By  Nick Kasprak  on June 02, 2012 11:45 PM

I've created a Javascript animation below that demonstrates the mathematical concept of a Fourier series - the idea that any periodic function can be represented as a sum of pure sinusoidal waves whose periods are integer multiples of the periodicity of the original. Currently, four examples are demonstrated - a square wave, a triangle wave, a rectified wave, and a sawtooth wave.

Fourier series come up all the time in physics, and they're fundamental to the physics of musical sound, so, unsurprisingly, I think they're pretty cool.

(Note: for now, this only works in Firefox, Chrome, Safari, and IE9+ - I'll try and port it to lower verions of IE later.)

Some more explanation is required to convey what is being shown here, so I'll begin with a simple question - "Why do different musical instruments sound different from each other?" The answer is surprisingly complicated. Obviously, if I go to a piano and play A440, it's going to sound different than if I pick up a French horn and play the same note. Similarly, if I sing that same pitch with an "ah" vowel sound, it'll be different than if I sing it with an "oh" sound. But in all of these cases, the same basic thing is happening - the sound source creates vibrations which cause sound waves to propagate through the air 440 times per second. The difference is actually in the shape of the wave itself, so the question can be restated as "How does the shape of a sound wave affect what I hear?"

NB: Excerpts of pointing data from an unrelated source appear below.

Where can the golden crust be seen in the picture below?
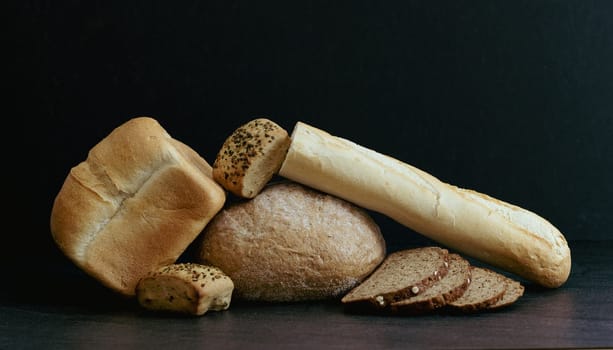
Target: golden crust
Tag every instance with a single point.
(136, 203)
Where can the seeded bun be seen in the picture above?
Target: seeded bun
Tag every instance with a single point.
(185, 288)
(250, 157)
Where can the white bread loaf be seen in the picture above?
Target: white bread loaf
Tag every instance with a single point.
(135, 204)
(292, 243)
(496, 232)
(185, 288)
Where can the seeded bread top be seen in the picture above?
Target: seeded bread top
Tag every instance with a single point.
(250, 157)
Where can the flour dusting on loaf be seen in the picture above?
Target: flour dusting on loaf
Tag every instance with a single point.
(292, 243)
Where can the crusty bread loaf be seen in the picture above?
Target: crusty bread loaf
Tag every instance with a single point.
(402, 275)
(135, 204)
(292, 243)
(486, 288)
(447, 289)
(250, 157)
(185, 288)
(498, 233)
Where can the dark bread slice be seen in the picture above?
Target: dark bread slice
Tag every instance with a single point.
(448, 289)
(486, 288)
(402, 275)
(513, 291)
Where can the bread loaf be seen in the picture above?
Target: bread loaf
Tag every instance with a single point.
(250, 157)
(292, 243)
(135, 204)
(496, 232)
(185, 288)
(487, 287)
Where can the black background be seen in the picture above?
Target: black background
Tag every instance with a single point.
(510, 98)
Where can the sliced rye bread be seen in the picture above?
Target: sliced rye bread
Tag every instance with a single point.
(513, 291)
(402, 275)
(486, 288)
(448, 289)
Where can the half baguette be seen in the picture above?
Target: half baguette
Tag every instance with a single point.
(501, 234)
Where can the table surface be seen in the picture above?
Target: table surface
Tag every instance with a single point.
(577, 315)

The human ear can't directly perceive the shape of a sound wave, and understanding the process by which different shapes produce subjectively different auditory experiences requires some biology, math, physics, and music. The key sense organ inside the ear is the cochlea. It's a coiled up tube filled with fluid, and it's set up in such a way that different frequencies cause different parts of the fluid column to vibrate. The tube is lined with lots of tiny hairs which oscillate along with the vibration of the fluid. When you hear a sound at 440Hz, it causes the fluid inside a specific section of your cochlea to vibrate, which cause the hairs corresponding to 440Hz to oscillate back and forth, which sends a signal to your brain. From your brain's point of view, all it knows is that the hairs located at the 440Hz section of your cochlea are oscillating, and so you perceive a pitch at that frequency. So far, we still haven't answered the question of why different sounds are different - there's no specific "French horn" section of your cochlea that is separate from the "Piano" section.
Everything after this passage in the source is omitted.